# How many amps does your engine pull?



## SkyArcher

I was testing my Royal Blue motor when I noticed the town lights dimming every time I cranked up the transformer. I put an ampmeter on the power feed line and holy smokes, that old motor was pulling 1.1 amps. In comparison my brand new Lionel 442 only pulls .65 amps.

So I'm wondering what is the normal range for these old American Flyer engines?


----------



## tjcruiser

Hi Sky,

This is a very naive comment/observation, but ...

Is that new Lionel 442 running with a DC can motor inside ... i.e., AC power to loco, but loco has rectifier to convert to DC ???

Your old RB is running pure AC, right ???

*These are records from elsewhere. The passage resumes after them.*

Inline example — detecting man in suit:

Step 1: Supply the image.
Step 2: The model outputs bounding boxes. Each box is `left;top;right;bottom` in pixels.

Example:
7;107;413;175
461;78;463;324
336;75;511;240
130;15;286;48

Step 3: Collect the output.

(Again, I'm "outside of my element" with this thinking.)

Cheers,

TJ


----------



## Boston&Maine

I have always heard that the older motors sucked up a lot of power, but I have never confirmed this myself...


----------



## SkyArcher

tjcruiser said:


> Hi Sky,
> 
> This is a very naive comment/observation, but ...
> 
> Is that new Lionel 442 running with a DC can motor inside ... i.e., AC power to loco, but loco has rectifier to convert to DC ???
> 
> Your old RB is running pure AC, right ???
> 
> (Again, I'm "outside of my element" with this thinking.)
> 
> Cheers,
> 
> TJ


Yes, you are correct. And it is making me think about putting a can motor in the Royal Blue.

Unless I find out that if I rewind/rebuild the motor, I can get the amp draw down.

The AC motor in the Royal Blue has been cleaned, the commutator turned and lightly lubed. Still, it is casing rolling blackouts in the area every time I fire it up.


----------



## T-Man

The double motor engines take 4 to 5 amps.Yours seems ok. What lights are dimming? If that's the case the light should be powered with accessory terminals. Unless you go with a big capacitor to get through the electrical drain. Or you are just drawing too much power in all.

What's up!!


----------



## Reckers

*ahem*....the simple solution: only run trains in the daytime. Then the town lights will be off no one will realize there's a problem.


----------



## SkyArcher

I guess I'm a little shocked by how much juice the Royal Blue is pulling.


----------